KLM Halts Intercontinental Flights in Response to New Travel Restrictions

KLM Royal Dutch Airlines has suspended 270 flights to the Netherlands, including all of its intercontinental services, after new government regulations were imposed to slow the spread of the coronavirus. In addition to intercontinental flights, certain routes between Amsterdam and other European destinations will be canceled indefinitely beginning on Jan. 22, including all connections where crew members would be forced to spend a night in a foreign country.

“We cannot run the risk of our staff being stranded somewhere. This is why we are stopping all intercontinental flights from Friday & all flights to European destinations where crew members have to spend the night,” KLM said in a statement after the ruling.

At the time of writing, the airline has not posted an update on its website and has been telling passengers they are “awaiting further information.”

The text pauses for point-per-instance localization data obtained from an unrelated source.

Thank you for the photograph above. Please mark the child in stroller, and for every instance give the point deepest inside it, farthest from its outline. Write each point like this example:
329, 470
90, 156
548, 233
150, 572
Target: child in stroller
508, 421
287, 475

Implementing Stricter Measures

The Netherlands has been in a lockdown since mid-December. Schools and all non-essential hospitality and retail locations have been shut. But on Wednesday the country’s government recommended stricter measures to slow the weight of the coronavirus, including temporary bans to locations with an uptick on a new, more-contagious variant of the virus identified most prominently in South Africa, the United Kingdom and certain South American countries.

The country has also invoked a curfew and requires passengers coming to the Netherlands from abroad to take a rapid coronavirus test prior to departure as well as a polymerase chain reaction (PCR) test upon arrival in the country.

Crews flying back to the Netherlands from abroad have been held to the same testing standards as passengers. To date, KLM has been flying to high-risk countries in order to support essential travel, operate repatriation flights and carry cargo abroad.

Limiting Passengers and Cargo

With the flight stoppage, the question arises once again of how businesses can continue shipping products abroad with reduced cargo capacity. Many coronavirus vaccines produced in Russia, India and China, for example, are shipped westward through Amsterdam’s Airport Schiphol, often on KLM aircraft. Without this capacity, it will be more difficult for these vaccines to make it to places especially vulnerable to the virus, like South America.

Without exemptions for airline crews, it will be virtually impossible for KLM to resume these vaccine-carrying services. And this announcement comes just days after negotiations on additional support for Air France-KLM group came to a standstill; this, plus KLM’s reduced revenue from stopping so many flights, will put KLM in an especially precarious position as its cash flow has been severely limited in an already-strenuous time.

The stoppage also comes just weeks after KLM was rated as a four-star airline for coronavirus safety by Skytrax, the international airline rating agency. Upon granting its rating, Skytrax noted that “[KLM’s] onboard cleanliness and cabin presentation is at a good quality level and service systems for catering are adapted for COVID-19 times, with some reduced contact delivery and enhanced food safety measures for meal presentation.”